The complexity of reproducing the strokes for each character and the multiple readings associated with it have stimulated movements to abolish Chinese characters in favour of kana writing or even more radical movements for completely romanizing the Japanese language. All these, however, have failed. Despite their complexity, Chinese characters retain a number of advantages over phonetic writing systems. For one thing, many homophonous words are visually distinguishable. For another, the meanings of unknown words written in Chinese characters can be surmised through the ideographic nature of these characters. That semantic transparency and the characteristic configurations of characters enable easy recognition and understanding of a passage. These strengths and Japan’s high literacy rate make the abolishment of Chinese characters very unlikely.
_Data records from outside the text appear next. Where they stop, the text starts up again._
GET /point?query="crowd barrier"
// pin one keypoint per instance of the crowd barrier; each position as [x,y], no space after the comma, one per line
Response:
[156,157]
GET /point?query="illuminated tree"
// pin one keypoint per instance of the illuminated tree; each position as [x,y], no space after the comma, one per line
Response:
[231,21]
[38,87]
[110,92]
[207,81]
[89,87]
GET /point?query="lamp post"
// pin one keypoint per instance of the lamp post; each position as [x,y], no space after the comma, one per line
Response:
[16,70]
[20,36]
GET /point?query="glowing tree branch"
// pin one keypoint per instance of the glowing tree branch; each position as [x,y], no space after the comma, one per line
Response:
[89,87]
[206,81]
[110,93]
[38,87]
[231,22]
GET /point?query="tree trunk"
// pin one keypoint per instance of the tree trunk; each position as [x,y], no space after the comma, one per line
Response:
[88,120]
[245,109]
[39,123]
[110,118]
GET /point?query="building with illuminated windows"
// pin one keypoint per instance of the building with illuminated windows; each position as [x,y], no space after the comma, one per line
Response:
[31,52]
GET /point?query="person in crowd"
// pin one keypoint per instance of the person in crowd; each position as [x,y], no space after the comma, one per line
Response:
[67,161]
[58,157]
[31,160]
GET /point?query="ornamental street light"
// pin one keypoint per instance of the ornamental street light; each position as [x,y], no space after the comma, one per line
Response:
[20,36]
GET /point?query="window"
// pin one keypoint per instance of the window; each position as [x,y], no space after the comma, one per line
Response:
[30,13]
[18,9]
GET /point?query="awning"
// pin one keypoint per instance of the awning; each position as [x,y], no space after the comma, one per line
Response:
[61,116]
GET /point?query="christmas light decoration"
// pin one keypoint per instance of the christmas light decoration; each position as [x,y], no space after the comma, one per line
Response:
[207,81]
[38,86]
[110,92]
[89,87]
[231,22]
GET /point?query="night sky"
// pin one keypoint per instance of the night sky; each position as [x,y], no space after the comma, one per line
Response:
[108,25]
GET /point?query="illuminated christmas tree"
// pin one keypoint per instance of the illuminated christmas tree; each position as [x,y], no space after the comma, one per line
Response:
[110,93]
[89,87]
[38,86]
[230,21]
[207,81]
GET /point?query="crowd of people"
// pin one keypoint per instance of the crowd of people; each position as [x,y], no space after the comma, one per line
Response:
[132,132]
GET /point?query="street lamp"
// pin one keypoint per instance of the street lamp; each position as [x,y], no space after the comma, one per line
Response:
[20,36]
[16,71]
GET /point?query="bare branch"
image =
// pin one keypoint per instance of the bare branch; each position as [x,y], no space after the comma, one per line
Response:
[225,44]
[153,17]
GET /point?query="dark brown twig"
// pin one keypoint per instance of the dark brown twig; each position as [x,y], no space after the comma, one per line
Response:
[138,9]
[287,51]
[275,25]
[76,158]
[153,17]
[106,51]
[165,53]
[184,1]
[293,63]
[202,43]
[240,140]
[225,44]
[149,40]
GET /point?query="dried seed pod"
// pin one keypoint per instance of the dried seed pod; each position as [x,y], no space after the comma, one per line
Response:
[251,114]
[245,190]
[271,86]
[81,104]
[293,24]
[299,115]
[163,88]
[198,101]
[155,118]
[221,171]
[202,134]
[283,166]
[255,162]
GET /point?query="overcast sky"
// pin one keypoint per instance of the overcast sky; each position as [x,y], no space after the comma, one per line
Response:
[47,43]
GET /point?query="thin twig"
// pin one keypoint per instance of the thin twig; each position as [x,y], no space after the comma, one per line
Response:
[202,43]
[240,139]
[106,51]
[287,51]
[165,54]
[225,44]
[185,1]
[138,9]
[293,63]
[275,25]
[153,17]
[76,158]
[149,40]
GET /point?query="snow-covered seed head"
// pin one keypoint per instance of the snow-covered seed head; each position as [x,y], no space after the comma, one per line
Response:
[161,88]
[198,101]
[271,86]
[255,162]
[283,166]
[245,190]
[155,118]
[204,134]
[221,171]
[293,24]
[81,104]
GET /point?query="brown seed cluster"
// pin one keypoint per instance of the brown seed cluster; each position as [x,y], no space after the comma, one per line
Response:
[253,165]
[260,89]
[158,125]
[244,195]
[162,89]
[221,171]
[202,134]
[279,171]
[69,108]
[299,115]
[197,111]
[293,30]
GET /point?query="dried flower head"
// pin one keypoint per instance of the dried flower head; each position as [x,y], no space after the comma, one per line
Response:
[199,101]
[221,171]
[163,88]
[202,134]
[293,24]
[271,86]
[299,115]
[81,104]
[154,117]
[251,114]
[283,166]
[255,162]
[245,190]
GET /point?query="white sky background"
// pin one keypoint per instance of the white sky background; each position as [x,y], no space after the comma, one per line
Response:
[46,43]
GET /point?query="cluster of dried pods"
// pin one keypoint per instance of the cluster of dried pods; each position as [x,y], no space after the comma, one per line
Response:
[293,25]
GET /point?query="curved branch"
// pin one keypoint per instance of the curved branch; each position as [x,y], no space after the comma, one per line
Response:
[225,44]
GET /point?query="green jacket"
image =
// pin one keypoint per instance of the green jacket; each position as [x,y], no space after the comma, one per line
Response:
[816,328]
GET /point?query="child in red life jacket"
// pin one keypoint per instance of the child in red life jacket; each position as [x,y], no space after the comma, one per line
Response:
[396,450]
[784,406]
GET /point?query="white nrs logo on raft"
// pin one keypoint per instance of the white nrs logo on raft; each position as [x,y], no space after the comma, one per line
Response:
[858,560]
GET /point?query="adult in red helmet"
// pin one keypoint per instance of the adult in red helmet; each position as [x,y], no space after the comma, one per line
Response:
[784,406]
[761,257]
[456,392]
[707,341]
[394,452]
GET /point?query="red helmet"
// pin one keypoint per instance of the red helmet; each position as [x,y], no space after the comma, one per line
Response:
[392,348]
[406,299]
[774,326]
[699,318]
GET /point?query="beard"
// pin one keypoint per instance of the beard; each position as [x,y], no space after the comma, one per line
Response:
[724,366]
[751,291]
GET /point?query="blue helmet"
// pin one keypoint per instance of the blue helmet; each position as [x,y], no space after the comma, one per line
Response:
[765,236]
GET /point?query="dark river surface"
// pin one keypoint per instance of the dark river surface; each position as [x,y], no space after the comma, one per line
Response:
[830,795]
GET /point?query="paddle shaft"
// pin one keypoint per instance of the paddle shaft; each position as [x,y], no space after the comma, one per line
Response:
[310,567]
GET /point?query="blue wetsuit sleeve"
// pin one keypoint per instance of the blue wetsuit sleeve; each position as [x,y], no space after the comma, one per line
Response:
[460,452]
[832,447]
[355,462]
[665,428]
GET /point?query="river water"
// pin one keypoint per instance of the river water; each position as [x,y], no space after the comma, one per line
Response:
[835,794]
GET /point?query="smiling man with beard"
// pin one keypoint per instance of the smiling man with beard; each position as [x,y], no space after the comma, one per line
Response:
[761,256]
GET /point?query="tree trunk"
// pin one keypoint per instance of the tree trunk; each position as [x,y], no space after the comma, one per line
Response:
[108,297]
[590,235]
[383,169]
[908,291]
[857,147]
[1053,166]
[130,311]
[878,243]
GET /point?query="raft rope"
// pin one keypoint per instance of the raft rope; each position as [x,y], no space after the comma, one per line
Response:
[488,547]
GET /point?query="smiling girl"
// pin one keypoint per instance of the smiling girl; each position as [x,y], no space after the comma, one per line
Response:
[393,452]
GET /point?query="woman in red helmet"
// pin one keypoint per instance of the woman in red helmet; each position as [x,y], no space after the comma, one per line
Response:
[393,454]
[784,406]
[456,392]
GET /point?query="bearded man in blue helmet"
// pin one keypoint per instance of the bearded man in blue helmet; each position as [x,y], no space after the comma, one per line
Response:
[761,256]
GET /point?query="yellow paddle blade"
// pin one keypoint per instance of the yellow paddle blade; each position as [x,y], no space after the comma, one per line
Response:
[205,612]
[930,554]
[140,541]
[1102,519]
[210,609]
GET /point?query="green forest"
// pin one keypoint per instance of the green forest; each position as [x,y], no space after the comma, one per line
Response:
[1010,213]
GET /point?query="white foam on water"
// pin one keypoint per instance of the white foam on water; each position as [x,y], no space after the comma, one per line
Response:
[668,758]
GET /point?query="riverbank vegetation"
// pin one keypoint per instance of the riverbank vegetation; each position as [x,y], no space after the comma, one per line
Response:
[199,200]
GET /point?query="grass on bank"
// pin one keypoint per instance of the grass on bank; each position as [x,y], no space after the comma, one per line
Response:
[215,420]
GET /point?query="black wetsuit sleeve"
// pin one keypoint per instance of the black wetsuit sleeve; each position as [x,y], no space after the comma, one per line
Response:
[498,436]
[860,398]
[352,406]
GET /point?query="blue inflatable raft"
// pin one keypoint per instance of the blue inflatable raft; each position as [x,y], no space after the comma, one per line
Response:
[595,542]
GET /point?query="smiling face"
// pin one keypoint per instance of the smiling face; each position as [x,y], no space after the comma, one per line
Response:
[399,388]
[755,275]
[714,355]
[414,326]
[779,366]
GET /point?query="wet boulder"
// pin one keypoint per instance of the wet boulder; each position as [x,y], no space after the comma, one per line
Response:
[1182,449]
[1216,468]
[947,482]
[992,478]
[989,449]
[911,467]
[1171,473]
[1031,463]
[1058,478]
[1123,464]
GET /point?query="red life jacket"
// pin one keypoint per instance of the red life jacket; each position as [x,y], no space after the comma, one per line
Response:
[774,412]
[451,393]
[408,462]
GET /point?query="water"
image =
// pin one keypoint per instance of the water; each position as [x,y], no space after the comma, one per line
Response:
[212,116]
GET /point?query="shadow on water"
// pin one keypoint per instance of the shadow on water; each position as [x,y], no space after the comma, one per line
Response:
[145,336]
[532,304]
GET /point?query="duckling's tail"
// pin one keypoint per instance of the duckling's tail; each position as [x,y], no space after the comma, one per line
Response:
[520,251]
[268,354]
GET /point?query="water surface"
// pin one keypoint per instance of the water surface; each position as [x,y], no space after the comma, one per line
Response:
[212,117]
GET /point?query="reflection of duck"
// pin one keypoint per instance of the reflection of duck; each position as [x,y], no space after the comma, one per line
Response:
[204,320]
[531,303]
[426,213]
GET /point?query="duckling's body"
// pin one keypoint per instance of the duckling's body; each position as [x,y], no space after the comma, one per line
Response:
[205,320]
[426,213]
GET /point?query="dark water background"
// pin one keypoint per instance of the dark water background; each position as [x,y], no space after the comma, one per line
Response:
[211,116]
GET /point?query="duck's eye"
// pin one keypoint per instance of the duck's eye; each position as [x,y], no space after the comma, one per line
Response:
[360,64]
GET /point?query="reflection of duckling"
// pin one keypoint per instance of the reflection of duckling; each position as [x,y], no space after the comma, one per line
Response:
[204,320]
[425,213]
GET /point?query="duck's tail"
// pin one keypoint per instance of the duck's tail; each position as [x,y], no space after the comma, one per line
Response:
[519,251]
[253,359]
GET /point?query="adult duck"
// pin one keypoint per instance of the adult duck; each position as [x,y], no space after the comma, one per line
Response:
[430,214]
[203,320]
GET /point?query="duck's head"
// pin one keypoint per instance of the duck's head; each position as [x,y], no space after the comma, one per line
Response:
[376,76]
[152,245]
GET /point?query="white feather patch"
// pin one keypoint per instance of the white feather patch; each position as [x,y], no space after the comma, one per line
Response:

Nevertheless, the shapes of Chinese characters have been simplified, and the number of commonly used characters has been limited. In 1946 the Japanese government issued a list of 1,850 characters for that purpose. Revised in 1981, the new list (called Jōyō kanji hyō “List of characters for daily use”) contains 1,945 characters recommended for daily use. That basic list of Chinese characters is to be learned during primary and secondary education. When newspapers use characters not on the list, they also supply the reading in hiragana.